28 May 2015

Little commonalities can heal the deepest wounds

There are many victories in life.  There are at least as many defeats when it is about a conflict that has come to an end.  Just as there are countless fathers to victories there are as many interpretations of what was won and what was or who were defeated.

We can debate for hours and with much vigor about how to interpret the 18th of May, 2009.  Those with strong ideological positions will naturally offer a political reading of that day.  The politically fixated are always a minority in any society.  In any case the political overrides all else only sporadically.  The political reading therefore probably had credence at that particularly political moment. Today, six years later, other things have happened and are happening. Life has moved on and in a way moved back to (draw from?) a time before gunshots and other explosions came to be part of our everyday.  

But even back then, i.e. on the 18th of May, just as much as people celebrated the defeat of the LTTE, the reasons for joy had to do with other things as well.  The ‘war’ touched everyone.  Everyone lost.  Naturally those who happened to live in places whether the fighting was most intense lost more, suffered more and will probably recover much slower.    

The end of any way makes for the triumphant.  The end of war, whichever way the chips happened to fall, always yields consolation prizes.  Families sleep better and together.  Parents are less worried that their children would be victim of a bomb attack or abduction.  Societies can start to move from a quagmire called ‘Survival’ to a less unhappy land called ‘Living’ whether they have to deal with the natural quantum of life’s vicissitudes rather than the exaggerations of the relevant ‘lows’.  

Six years is still a short period when we talk of a 30-year long conflict.  Anger, suspicion, fear and such do not retire when guns are downed.  Some wounds heal fast, some slow and some never.  Even the best intentions will not heal those ‘unhealable’ wounds.  No one can bring back the dead, for example.  

And yet, we cannot go back to those days before the 18th of May 2009 arrived.  No one wants to go there.  That’s something that everyone, including those who take positions diametrically opposed to each other’s, can agree on.  Unfortunately this ‘commonality’ alone does not contain the fuel that can carry us all to another country where people resolve to forgive (each other and more importantly themselves), recognize other commonalities and move on.  

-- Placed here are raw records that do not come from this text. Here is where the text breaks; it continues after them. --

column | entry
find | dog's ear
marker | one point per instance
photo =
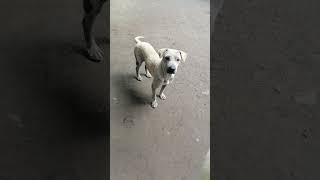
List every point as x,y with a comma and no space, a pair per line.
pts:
161,52
183,55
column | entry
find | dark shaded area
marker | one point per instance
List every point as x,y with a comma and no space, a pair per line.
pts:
54,108
265,83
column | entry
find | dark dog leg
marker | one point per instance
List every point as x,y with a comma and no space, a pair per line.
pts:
92,8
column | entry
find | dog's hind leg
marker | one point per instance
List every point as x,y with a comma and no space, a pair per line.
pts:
155,85
138,65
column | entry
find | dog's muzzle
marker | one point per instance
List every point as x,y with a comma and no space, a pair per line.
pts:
171,70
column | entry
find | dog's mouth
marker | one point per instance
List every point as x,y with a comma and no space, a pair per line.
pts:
171,71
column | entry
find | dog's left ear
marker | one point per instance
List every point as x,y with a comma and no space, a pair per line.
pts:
183,55
161,52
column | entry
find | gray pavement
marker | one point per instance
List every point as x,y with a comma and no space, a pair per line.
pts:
52,99
171,141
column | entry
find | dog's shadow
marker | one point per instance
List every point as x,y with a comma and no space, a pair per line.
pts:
133,91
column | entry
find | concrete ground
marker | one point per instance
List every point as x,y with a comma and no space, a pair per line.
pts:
53,103
266,90
171,141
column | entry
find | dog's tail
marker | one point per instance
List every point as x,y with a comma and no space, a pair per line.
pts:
137,39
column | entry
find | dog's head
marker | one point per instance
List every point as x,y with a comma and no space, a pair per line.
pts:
171,58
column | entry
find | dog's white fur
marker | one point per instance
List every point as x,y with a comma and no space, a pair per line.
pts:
161,65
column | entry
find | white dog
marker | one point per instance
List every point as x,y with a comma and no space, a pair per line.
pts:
162,66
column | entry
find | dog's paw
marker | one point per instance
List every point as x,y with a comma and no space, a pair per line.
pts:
162,96
154,104
139,78
95,53
148,75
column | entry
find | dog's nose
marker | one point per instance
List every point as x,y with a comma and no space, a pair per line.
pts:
171,70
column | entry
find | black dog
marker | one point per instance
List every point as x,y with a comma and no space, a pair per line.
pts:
92,8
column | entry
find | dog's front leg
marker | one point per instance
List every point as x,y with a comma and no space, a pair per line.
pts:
92,9
161,95
155,85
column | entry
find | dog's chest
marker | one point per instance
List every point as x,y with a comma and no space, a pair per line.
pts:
168,79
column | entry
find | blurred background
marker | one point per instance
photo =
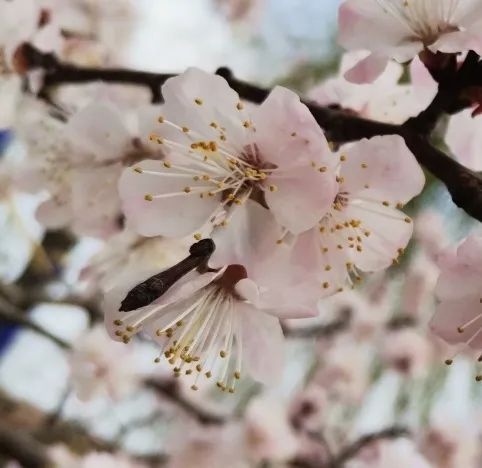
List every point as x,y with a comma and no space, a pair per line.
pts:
368,365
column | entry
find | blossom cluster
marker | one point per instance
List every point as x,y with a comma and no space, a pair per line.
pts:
214,235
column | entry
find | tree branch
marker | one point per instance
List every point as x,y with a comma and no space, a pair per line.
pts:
354,449
464,185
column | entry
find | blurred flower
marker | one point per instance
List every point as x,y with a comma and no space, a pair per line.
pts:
79,164
99,367
220,156
407,352
401,29
204,323
365,229
400,453
209,447
419,283
458,316
464,138
430,233
269,435
384,99
344,371
308,407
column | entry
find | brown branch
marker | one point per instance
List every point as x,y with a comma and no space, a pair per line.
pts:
464,185
11,314
325,330
354,449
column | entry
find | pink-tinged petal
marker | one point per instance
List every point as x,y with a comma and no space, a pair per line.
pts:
197,100
389,232
95,200
249,237
458,41
173,216
464,138
367,25
459,321
248,290
263,344
182,291
367,70
54,214
97,129
287,134
301,197
386,166
461,273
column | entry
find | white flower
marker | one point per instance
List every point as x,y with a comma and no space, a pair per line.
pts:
365,229
401,29
99,367
223,322
79,164
219,156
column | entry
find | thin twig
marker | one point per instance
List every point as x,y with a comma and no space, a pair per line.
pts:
356,447
464,185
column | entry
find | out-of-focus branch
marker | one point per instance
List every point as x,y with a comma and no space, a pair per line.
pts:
168,390
356,447
325,330
464,185
10,313
23,448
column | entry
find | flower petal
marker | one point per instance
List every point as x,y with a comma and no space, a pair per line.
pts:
263,344
367,70
174,216
98,130
381,168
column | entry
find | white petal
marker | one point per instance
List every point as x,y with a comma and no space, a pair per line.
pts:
98,129
175,216
386,165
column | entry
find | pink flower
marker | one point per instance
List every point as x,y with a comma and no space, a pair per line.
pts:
99,367
407,352
384,99
364,229
458,316
80,164
269,435
401,29
400,453
219,156
220,323
464,138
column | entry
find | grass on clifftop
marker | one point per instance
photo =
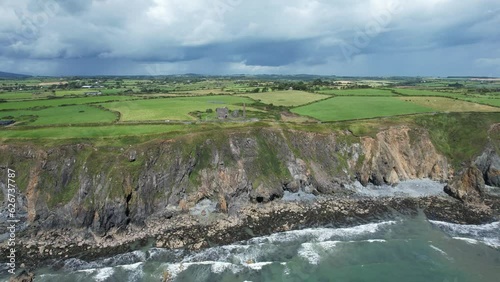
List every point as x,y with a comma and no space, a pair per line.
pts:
459,136
349,108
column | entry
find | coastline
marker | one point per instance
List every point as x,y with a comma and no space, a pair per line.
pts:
193,232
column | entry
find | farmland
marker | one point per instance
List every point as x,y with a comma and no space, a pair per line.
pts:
12,105
173,108
60,115
347,108
443,104
358,92
43,108
286,98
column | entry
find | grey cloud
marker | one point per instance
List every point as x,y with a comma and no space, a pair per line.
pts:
255,36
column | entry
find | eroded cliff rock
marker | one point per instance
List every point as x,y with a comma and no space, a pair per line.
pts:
106,188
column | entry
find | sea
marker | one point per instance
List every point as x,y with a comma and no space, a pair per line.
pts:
410,248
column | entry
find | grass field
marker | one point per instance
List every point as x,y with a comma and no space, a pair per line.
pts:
285,98
173,108
487,101
62,101
90,132
18,95
419,92
358,92
346,108
60,115
443,104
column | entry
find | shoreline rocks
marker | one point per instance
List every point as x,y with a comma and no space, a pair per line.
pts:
195,232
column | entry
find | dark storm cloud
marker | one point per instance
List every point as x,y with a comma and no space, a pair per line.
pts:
238,36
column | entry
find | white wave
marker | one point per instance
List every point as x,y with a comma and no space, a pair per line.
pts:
474,230
311,251
492,242
104,273
488,234
322,234
216,267
257,265
468,240
439,250
132,267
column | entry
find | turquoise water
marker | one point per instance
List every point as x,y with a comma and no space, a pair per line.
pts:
412,249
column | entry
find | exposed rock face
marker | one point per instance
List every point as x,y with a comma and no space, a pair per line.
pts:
400,153
468,187
106,189
489,164
115,195
23,277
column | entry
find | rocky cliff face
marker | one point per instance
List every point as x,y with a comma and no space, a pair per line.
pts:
106,189
469,185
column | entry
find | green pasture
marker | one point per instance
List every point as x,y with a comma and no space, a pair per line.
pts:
425,92
21,95
173,108
443,104
60,115
358,92
11,105
286,98
90,132
346,108
492,101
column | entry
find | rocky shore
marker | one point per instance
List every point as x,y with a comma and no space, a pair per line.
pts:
86,202
184,230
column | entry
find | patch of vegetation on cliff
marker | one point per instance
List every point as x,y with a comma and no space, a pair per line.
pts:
203,148
67,189
267,167
459,136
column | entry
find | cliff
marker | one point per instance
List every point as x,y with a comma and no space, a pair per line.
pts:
108,192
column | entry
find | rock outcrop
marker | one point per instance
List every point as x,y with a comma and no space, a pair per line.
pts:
111,195
105,188
468,186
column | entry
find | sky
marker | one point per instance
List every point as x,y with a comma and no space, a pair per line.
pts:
222,37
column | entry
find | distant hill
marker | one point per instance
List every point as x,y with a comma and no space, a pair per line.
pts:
12,75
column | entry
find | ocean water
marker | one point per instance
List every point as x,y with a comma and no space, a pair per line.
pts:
410,249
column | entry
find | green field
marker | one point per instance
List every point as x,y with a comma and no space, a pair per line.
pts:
285,98
346,108
173,108
487,101
358,92
61,101
90,132
18,95
420,92
60,115
443,104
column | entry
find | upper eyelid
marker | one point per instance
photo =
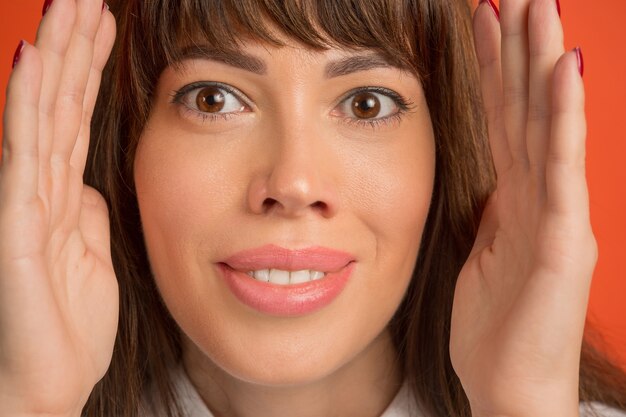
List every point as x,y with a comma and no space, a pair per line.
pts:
177,95
396,97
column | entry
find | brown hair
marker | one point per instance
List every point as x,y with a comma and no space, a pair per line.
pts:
432,38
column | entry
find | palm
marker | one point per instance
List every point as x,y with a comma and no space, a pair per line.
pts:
58,292
520,299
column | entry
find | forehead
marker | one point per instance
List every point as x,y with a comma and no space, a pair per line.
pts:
224,32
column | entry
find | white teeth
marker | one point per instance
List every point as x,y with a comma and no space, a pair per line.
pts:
316,275
278,276
298,277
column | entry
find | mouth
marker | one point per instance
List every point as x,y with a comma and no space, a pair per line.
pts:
283,282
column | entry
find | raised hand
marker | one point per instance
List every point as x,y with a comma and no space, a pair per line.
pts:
58,292
520,301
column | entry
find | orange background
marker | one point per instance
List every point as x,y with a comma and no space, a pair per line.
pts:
599,27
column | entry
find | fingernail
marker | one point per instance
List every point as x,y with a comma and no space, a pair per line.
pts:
46,6
493,6
581,61
18,53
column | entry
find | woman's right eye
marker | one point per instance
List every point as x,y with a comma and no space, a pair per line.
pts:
210,100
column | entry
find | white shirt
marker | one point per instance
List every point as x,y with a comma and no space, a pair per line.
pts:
403,405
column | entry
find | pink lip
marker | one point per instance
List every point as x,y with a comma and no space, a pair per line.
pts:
287,300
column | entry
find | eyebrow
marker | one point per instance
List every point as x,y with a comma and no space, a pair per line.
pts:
250,63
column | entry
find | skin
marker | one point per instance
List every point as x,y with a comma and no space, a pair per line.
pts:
520,302
333,183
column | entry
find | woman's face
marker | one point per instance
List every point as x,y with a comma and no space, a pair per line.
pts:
311,169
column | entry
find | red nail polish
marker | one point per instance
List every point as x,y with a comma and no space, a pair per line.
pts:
493,6
46,6
18,53
581,61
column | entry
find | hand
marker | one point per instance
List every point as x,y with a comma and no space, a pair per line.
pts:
58,292
520,301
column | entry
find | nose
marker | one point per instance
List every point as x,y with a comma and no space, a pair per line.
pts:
297,176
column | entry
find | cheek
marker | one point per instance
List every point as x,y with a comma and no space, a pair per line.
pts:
392,190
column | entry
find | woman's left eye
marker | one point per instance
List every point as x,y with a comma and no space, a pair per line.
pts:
210,100
372,106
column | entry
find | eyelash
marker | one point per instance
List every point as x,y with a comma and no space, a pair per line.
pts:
402,104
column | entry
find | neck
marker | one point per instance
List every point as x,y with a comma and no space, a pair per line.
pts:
365,386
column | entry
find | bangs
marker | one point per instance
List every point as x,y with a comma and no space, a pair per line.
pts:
224,25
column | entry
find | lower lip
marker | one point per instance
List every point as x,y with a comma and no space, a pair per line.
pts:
286,300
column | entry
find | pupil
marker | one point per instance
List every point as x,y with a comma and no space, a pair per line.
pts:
210,100
366,105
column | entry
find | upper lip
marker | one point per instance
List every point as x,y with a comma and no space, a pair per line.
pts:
275,257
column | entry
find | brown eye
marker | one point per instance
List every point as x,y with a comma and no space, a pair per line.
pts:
210,100
366,105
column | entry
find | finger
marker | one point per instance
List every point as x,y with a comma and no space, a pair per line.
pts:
53,37
105,39
545,36
487,40
20,153
565,166
73,83
94,223
489,225
513,19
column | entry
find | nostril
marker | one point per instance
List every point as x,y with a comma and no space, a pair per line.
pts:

But we have all lived through and died through tragedy.    We all have reasons to grieve.  The causer of sorrow might have different identities.  He or she may have been spurred by different sentiments, driven to achieve different ends, but tears are tears.  They are made of the same elemental configuration.  Their densities and temperatures are approximately the same.  That is where we can and must gather.  

So these celebrations, some political and some not, may have drawn people together to remember in particular ways, there’s very little anyone can do about it.  It’s like May Day: all in the name of workers and the celebration of labor, but in reality a show of political force that doesn’t even pretend to appreciate things like modes and relations of production, the unholy relationship between exploitation and profit, etc.  

Grief is personal.  A mother doesn’t need to get on a stage to grieve for a dead son.  But when personal grief is tied to a collective’s sense of either triumph or defeat (as the case may be), then individuals can be persuaded to express collectively.  

After the celebrations, remembering of sacrifice, lamentation of those who will not return ever, meditation on ‘worthy’ sacrifices and those that came to naught, collective disperse.  Individuals return to themselves.  Then again their grief is theirs and theirs alone.  And the tear of the mother of an LTTE fighter who was killed by a soldier of the Sri Lanka Army and the tear of the mother of a soldier killed by an LTTE gunman will weigh pretty much the same.  They will be approximately the same temperature.  

So let people fly the flags of their choice.  Let them celebrate the consolation-victories.  In the end they will and must remember that everyone also lost and that some losses are not recoverable.  
Northern Provincial Council Health Minister P Satyalingam, a member of the Tamil National Alliance, one time mouthpiece for the LTTE, is one person who recognized this.  He mourned the people of his community who died.  He, however, noticed that his grief is no different to that of those on the other side of that particular political divide.  

‘I mourn all those who died, regardless of whether they were Tamils, Sinhalese or Muslims, whether they were in uniform or whether they were civilians,’ he said.  

Recognition of the commonality of tear is a first step toward recognizing humanity that is common to self and that other we are so ready to vilify.  

In the year 2002, at a ‘reconciliation’ workshop where women from all communities gathered to share their stories, there was anger and frustration all around.  When wounds are severe, scars cannot be hidden.  A Sinhala woman who was part of the team of facilitators had to lead a discussion. She had a problem.  She was with a little child, hardly a year old.  She asked a Tamil participant to take care of the baby.  

Later, one of the Sinhala participants asked her how she could give the child to someone from another community.  The woman said, ‘none of you are mothers…she is a mother, so I knew she would know how to take care of a baby’.

It’s like that.  Little things.  Little commonalities.  They heal wound.  Slowly.